Dag Solstad's Professor Andersen's Night

I can say that, being a professor of literature, and say it to you, my colleague. My nerves shriek in dread at the thought of no longer possessing a historical consciousness, because it means that our day and age will disappear along with us, so when we stage Ibsen at the National Theater, my nerves relax, because if we can stage a play from the last century in one of the country’s finest buildings, with extensive publicity and often to a full house, then the coming generations may regard us in the same light. But it isn’t Ibsen’s work we perform, it’s Ibsen’s reputation. To the work as such, we are more or less indifferent, yes we are, now barely a hundred years after it was written. It’s the stage director’s work we see performed, Stein Winge’s or Kjetil Bang-Hansen’s. It’s Winge’s work and Ibsen’s reputation.

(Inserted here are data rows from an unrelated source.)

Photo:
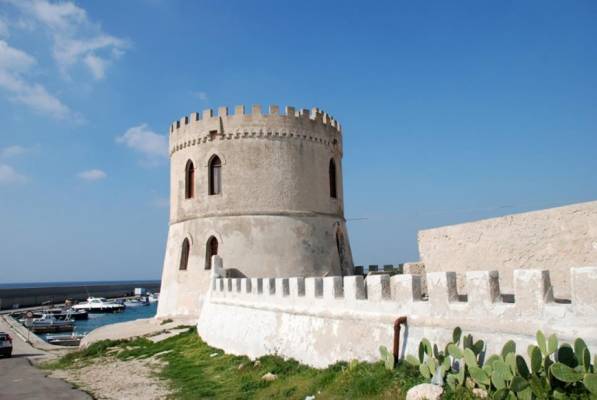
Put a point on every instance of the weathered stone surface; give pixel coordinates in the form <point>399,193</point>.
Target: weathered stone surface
<point>274,216</point>
<point>425,391</point>
<point>555,239</point>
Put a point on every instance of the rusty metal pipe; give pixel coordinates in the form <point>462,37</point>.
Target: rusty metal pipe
<point>396,350</point>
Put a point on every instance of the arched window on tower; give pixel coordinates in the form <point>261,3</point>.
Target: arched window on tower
<point>211,249</point>
<point>189,180</point>
<point>341,249</point>
<point>215,175</point>
<point>332,172</point>
<point>184,254</point>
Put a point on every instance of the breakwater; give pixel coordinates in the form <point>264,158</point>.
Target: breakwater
<point>35,296</point>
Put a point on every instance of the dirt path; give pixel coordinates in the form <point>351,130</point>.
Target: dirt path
<point>110,378</point>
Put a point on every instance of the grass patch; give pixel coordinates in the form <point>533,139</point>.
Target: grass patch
<point>198,371</point>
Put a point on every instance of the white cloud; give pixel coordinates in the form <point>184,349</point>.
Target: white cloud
<point>14,60</point>
<point>13,151</point>
<point>96,65</point>
<point>8,175</point>
<point>92,175</point>
<point>76,39</point>
<point>14,64</point>
<point>151,145</point>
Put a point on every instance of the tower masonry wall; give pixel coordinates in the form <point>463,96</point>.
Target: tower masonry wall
<point>274,215</point>
<point>319,321</point>
<point>555,239</point>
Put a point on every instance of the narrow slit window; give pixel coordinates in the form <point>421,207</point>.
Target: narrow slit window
<point>184,254</point>
<point>210,250</point>
<point>215,175</point>
<point>332,172</point>
<point>189,185</point>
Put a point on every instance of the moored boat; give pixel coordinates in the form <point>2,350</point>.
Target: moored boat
<point>65,340</point>
<point>48,323</point>
<point>136,302</point>
<point>99,305</point>
<point>61,313</point>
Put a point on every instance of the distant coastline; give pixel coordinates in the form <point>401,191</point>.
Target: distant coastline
<point>27,285</point>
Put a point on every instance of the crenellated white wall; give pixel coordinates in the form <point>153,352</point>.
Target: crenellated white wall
<point>320,321</point>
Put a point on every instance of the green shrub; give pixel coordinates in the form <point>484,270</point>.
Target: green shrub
<point>556,371</point>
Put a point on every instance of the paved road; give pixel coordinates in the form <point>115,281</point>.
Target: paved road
<point>21,380</point>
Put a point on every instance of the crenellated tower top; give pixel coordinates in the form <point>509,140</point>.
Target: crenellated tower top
<point>313,125</point>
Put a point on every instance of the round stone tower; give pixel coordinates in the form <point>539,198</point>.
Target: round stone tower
<point>261,190</point>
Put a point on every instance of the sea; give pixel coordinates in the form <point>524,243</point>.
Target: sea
<point>97,320</point>
<point>22,285</point>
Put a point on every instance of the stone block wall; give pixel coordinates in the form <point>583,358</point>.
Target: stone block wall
<point>319,321</point>
<point>555,239</point>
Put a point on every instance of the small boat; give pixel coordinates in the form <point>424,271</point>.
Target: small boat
<point>48,323</point>
<point>136,302</point>
<point>61,313</point>
<point>153,297</point>
<point>99,305</point>
<point>65,340</point>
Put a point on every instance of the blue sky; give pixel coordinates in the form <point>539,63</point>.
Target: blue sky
<point>452,111</point>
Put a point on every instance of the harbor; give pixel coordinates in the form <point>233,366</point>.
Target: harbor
<point>67,324</point>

My stomach churns in protest at the thought of there being no reputation so great that it can’t survive a hundred years. We want to have immortal works, but do such things exist, for us? Ibsen’s best plays are just barely a hundred years old, we call them immortal already, but are they? Even now we can see how difficult it is to make them seem relevant to us. On stage they have to be modernized and made contemporary, so that we will experience something so-called great while watching them, and even then it doesn’t succeed, as a rule. And as drama to be read? Occasionally I think, after having read through and studied, for instance, Ghosts: well, was that all? Was there nothing else? Was this the most outstanding accomplishment of the 1880s, was this the most outstanding intellectual accomplishment in Europe in the nineteenth century? Certainly it’s good, but is it really the most outstanding achievement that can be accomplished? It will probably turn out that it is, but my question still remains: was that all? Is there nothing else? I have actually studied Ghosts for years, and know that it’s perfect. Yes I am and will continue to be impressed by what it is, perfect, but nonetheless I ask: was that all? Was that it? I am not stirred by it. I’m not shaken. Not like the audience when it was performed for the first time, as a contemporary event.